CESM is recommended in particular for women who have dense breasts, such as young women. Conventional mammography displays dense breast tissue as solid white, while non-dense tissue shows up as dark and transparent. This white imagery makes it difficult to distinguish tumors from healthy tissue. When mammography is inconclusive, women are generally advised to undergo additional testing. However, the use of contrast mammography eliminates the need for many of these additional diagnostic procedures because it shows a more comprehensive view.
“We know that mammography misses up to 30% of cancers, specifically in women with dense breasts, implants, or who had previous surgery. When mammography and ultrasound are used together, the rate of missed cancers drops,” said Dr. Sklair-Levy. “When contrast imaging is used, it enables a view of the metabolism or activity of the tissues. Cancers have a higher blood supply than other cells, so when we see an increase in blood supply, it raises the suspicion of cancer.”
Statistically, CESM testing identifies 13-15 cancers in every 1,000 women. This is in significant contrast to conventional mammography, which identifies about 4 cancers in every 1,000 women who undergo screening. When women undergo screening with both conventional mammography and ultrasound, that amount goes up to 8 cases. MRIs diagnose 15 cancers per 1,000 women. However, many women dislike the experience of MRIs, which can be claustrophobic and provoke anxiety.
“Women prefer CESM,” said Dr. Sklair-Levy. “It’s faster and unlike an MRI, it doesn’t require the patient to be in a closed machine … Today, no one is diagnosing cancer in other organs without contrast media.”

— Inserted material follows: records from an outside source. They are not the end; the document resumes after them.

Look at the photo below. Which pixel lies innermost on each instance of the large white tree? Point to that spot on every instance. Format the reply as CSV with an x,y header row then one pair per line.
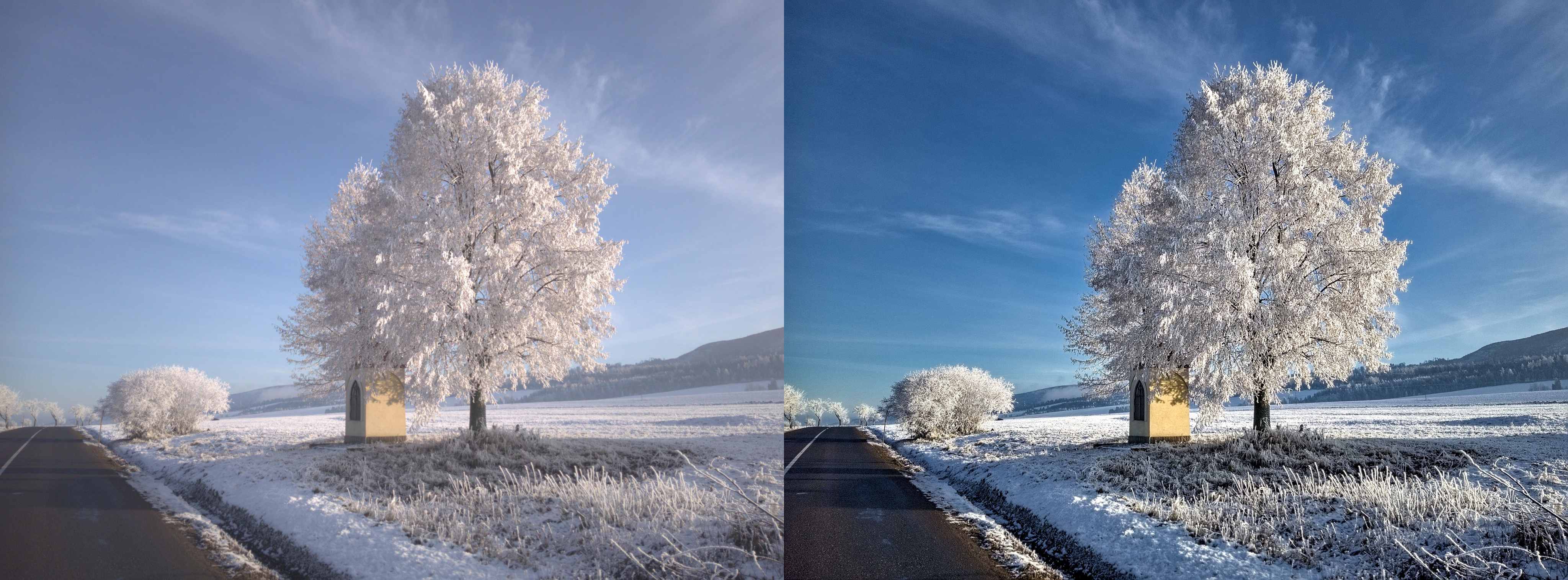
x,y
471,261
840,413
8,405
30,408
165,400
792,405
1255,259
816,408
866,413
949,400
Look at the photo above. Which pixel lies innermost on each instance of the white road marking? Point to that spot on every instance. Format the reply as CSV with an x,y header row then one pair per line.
x,y
804,449
24,446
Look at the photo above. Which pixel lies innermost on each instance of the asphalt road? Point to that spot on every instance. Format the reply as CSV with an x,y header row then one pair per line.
x,y
851,513
67,513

The Sheba study, part of which was also published recently in the Journal of Clinical Radiology, evaluated whether the use of routine ultrasounds along with CESM enhanced the identification of breast cancer. The results demonstrated that when suspicious lesions were detected by CESM, it was considered appropriate to follow up with an ultrasound and a biopsy. When a lesion that was found with CESM appeared benign, the routine recommendation of ultrasound was considered questionable, because it could lead to unnecessary biopsies.

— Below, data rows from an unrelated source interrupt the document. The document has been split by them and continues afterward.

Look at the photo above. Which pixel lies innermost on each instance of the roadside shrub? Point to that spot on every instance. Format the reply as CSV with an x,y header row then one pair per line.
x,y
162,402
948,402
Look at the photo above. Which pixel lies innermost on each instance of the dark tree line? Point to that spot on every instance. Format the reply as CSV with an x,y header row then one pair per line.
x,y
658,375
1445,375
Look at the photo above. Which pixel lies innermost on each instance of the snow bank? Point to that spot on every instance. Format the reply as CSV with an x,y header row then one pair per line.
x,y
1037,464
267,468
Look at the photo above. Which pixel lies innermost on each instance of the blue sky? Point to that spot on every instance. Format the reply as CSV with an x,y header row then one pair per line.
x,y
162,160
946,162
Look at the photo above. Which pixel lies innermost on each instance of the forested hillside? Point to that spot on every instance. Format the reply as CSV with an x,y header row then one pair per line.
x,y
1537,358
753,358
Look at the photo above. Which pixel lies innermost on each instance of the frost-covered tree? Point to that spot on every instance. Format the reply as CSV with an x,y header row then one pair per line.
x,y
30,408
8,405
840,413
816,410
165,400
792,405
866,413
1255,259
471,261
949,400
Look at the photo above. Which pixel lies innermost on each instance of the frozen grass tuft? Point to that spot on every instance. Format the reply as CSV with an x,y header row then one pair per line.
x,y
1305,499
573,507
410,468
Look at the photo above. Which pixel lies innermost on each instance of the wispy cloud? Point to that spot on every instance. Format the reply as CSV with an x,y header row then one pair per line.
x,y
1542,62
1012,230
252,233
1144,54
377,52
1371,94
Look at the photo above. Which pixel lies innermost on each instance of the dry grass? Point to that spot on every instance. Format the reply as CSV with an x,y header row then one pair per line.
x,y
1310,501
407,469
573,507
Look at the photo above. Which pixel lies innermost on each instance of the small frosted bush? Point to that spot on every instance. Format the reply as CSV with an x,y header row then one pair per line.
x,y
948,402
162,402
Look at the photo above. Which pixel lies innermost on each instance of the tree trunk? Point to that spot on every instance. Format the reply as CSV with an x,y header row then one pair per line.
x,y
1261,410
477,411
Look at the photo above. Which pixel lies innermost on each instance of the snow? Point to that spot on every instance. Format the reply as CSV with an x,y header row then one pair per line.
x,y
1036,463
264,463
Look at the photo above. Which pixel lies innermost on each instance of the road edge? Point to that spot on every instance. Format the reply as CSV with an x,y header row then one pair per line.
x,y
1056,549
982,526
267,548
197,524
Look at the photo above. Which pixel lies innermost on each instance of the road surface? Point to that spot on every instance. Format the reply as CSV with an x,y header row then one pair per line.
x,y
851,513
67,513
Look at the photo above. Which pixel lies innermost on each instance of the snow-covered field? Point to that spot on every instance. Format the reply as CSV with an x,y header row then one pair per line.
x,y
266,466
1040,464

The Meirav Breast Center treats more breast cancer patients than any other cancer center in Israel. The high-risk clinic performs a yearly breast MRI for all patients who have tested positive for the BRCA1 and BRCA2 gene mutations. Dr. Sklair-Levy hopes to soon be able to provide the CESM test for every patient considered to be at high-risk. “The clearer the image, the lower the need for unnecessary biopsies,” she added.
CESM is not suitable for any patient with impaired renal function or with an allergy to iodine. In addition, the use of contrast gadolinium has not been proven safe to a fetus, and therefore pregnant women are not candidates for CESM. However, researchers at the Meirav Breast Center are currently exploring better ways to test for cancer in pregnant women.